MDGS’ MIXED SUCCESS HIGHLIGHTS NEED FOR URGENT ACTION ON CLIMATE & INEQUALITY

Today’s final progress report on the Millennium Development Goals (MDGs) carries important lessons about what the global community can achieve when it recognises a shared moral imperative and the need for common action.

But it also highlights the worsening crises which remain, says Christian Aid

“The UN’s new report reveals progress across much of the world on some of the most critical targets that countries set for themselves fifteen years ago,” said Toby Quantrill, the charity’s Principal Economic Justice Adviser.

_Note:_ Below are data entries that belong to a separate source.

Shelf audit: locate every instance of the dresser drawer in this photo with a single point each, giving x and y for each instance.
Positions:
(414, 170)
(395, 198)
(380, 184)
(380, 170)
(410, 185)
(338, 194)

“That means better daily lives for many millions of people. Achievements such as increasing the numbers of girls in primary education, halting the spread of malaria and providing access to clean water will make a real difference to people’s daily lives.   

“However it is also painfully clear that progress in other areas has been limited and some problems have got worse – for instance the climate crisis and widening inequality at every level, including that between women and men.

“Action on the MDGs has had little impact on these problems, some of which were less clear 15 years ago when the Goals first came into force. But now that they are alarmingly apparent, the time has come for more fundamental change.”

This year presents huge opportunities to begin to solve climate change and heal deep inequalities. The new Sustainable Development Goals that governments will agree in September should be used to galvanise action on inequality, not least through the principle of Leaving No One Behind.

Mr Quantrill added: “The Goals, as well as the Paris climate summit at the end of the year, should also be used to drive the urgent changes needed to slow dangerous climate change.

“And to generate the funding that will pay for creating a better, safer world, we must move beyond aid, which, whilst critical, will never be enough on its own.

“Tax is the most reliable and sustainable form of financing for all governments but only a determined assault on financial secrecy, combined with fairer global rules and global institutions to manage those rules, will ensure that multinational companies and wealthy individuals start paying their fair shares.”

Ends

Notes:Christian Aid set out its own vision of what should follow the MDGs in its report The World We Want To See.

 

Oxfam

Political will is missing from development debate as UN reveals MDG benefits are uneven

The political will that delivered the Millennium Development Goals is absent from today’s development debate, yet even bolder political leadership is needed if we are to achieve the new Sustainable Development Goals, said Oxfam today in response to the release of the UN’s final Millennium Development Goals Report

The UN report provides an assessment of global and regional progress towards the MDGs. It shows that progress has been made in the global fight against absolute poverty in the set 15 years but the benefits have been uneven. The new Sustainable Development Goals which aim to eradicate poverty and protect the planet are due to be agreed in New York in September.

Takumo Yamada, Senior Policy Advisor at Oxfam, said:

“The progress of the Millennium Development Goals demonstrates what can be achieved with the necessary political will, backed up with sufficient quality funding and the right policies.  With millions more children surviving and making it into school the results speak for themselves.

“MDGs were made possible largely because of a scale up in the quantity and quality of aid in the early years. Sadly progress has stalled since the financial crisis, and the lack of a strong accountability mechanism has allowed rich countries to turn their backs on the world’s poorest people.

“We will not lock in the MDGs or deliver on a new set of ‘Sustainable Development Goals’ that aim to leave no one behind unless we tackle the extreme concentration of wealth, resources and power in our world. This will take political courage and active citizenship.  

“Getting a fair and effective financial framework in place is a critical first step. Governments must seize the opportunity of the Finance for Development meeting in Addis next week to reform the global tax system and clamp down on corporate tax dodgers who are cheating poor countries out of billions of dollars every year – money that could be spent on tackling poverty and inequality.   Rich governments must also recommit to deliver on their decades' old promise to deliver 0.7 per cent of their national income in aid and ensure at least half of this money is spent in the world’s poorest countries.”